One obstacle to increased interoperability is the issue of patient identity resolution, so the data sent between providers can be filed with the correct patient…while probablistic/deterministic algorythms are available, why not provide a national health ID as part of the solution…which will help vendors be in sync on a key identifier, that could be used in conjunction with other identifiers, to increase the efficiency of data sharing
Welcome to Planning Room, gmartin. Do you think having a national health ID will encourage providers to offer their patients a way to view, download, and transmit their electronic health information?
The tools that the patients have are low quality. Hospitals can force physicians and nurses to use them, but they can’t force patients. The key is to improve the tools.
Maybe ONC can help by getting direct patient feedback on the tools used and forcing vendors/ HIT departments to resolve the issues: usability and quality of data.
On the Pledge program for example, allow patients to feedback how the promised Blue Button works for them. In amazon.com style: rating plus comments.

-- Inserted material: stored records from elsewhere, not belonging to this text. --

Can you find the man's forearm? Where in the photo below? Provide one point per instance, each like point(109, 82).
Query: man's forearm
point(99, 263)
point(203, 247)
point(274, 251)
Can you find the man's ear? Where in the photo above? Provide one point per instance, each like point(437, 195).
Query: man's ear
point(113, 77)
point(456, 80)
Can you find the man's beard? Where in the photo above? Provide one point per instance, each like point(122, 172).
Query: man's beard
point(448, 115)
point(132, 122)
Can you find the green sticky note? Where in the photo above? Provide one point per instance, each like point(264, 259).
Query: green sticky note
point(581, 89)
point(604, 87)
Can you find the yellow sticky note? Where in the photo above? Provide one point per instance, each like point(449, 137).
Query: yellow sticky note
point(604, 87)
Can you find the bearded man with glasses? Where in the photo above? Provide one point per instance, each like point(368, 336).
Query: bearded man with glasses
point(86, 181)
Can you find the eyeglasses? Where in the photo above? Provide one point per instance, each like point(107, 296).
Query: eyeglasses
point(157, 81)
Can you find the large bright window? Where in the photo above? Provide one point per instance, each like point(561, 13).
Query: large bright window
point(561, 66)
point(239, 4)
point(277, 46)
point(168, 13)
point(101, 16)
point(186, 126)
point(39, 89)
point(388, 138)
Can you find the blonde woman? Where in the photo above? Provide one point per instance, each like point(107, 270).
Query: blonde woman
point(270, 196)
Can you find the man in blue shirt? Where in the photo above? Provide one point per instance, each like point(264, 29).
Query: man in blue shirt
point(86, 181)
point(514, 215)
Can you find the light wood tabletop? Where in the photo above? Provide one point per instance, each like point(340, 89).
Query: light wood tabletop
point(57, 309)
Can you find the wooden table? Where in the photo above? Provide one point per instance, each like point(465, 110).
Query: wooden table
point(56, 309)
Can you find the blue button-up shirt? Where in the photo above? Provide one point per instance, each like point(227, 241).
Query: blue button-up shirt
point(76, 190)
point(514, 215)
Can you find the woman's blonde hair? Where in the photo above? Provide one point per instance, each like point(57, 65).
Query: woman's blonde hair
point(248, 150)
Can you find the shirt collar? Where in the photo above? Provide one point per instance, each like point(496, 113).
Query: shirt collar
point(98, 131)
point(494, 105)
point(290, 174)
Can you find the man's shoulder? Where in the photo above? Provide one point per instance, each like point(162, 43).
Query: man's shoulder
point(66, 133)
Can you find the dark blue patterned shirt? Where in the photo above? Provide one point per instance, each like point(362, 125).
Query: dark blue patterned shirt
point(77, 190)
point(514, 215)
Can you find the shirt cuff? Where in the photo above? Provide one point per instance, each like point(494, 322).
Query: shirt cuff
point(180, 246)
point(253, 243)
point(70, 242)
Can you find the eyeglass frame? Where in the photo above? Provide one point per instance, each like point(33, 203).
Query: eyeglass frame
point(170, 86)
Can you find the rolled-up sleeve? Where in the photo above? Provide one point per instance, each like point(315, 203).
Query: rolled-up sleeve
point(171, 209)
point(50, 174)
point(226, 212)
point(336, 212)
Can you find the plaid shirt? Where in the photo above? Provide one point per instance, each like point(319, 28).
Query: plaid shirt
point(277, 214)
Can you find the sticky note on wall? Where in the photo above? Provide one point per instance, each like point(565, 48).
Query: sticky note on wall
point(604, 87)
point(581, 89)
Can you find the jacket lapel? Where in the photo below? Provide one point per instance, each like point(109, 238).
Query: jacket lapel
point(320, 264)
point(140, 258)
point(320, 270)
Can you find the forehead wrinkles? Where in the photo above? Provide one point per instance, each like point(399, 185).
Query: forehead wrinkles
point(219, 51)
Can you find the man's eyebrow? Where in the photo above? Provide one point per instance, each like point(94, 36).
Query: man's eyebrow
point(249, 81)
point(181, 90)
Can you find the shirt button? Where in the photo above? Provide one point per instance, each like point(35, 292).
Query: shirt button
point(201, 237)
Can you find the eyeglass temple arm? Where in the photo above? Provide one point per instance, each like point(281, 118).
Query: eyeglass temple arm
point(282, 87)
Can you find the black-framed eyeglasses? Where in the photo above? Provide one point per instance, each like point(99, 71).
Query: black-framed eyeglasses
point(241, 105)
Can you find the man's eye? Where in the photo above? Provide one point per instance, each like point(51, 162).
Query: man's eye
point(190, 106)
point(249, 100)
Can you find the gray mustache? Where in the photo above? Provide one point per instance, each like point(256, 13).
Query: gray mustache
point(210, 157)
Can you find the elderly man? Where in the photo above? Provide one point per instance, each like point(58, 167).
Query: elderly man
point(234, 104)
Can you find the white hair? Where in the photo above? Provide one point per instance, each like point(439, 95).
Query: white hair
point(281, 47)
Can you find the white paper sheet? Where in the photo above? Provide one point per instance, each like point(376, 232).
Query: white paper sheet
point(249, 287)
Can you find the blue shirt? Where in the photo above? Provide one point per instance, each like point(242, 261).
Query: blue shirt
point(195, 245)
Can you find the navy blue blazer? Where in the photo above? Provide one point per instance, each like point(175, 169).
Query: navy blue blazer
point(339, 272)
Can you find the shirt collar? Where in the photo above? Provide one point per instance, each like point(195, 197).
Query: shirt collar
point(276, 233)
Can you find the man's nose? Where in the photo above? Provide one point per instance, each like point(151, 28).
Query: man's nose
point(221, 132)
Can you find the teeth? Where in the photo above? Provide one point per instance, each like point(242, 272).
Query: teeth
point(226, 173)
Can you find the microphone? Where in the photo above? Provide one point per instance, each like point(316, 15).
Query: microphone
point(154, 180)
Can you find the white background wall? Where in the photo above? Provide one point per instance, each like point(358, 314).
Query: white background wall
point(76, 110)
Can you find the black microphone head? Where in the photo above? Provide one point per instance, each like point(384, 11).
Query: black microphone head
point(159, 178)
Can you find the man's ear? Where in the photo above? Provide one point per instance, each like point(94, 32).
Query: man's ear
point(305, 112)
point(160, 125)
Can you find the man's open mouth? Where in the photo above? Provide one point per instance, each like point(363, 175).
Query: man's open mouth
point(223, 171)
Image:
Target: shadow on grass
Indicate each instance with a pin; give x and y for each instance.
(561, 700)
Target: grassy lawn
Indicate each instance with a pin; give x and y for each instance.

Maybe this feedback should be an integral part of the Blue Button download? Once you tried to download you are asked how that worked for you.
We need to detach privacy and security from the health care IT domain and realize that it is cross-cutting. People have varying preferences for information access protection and sharing, with a strong overlap with other domains such as finances, employment, social interactions, and personal communication. It would be ideal if there was a single place for people to state their preferences, with a default of opt-out rather than any assumed opt-in.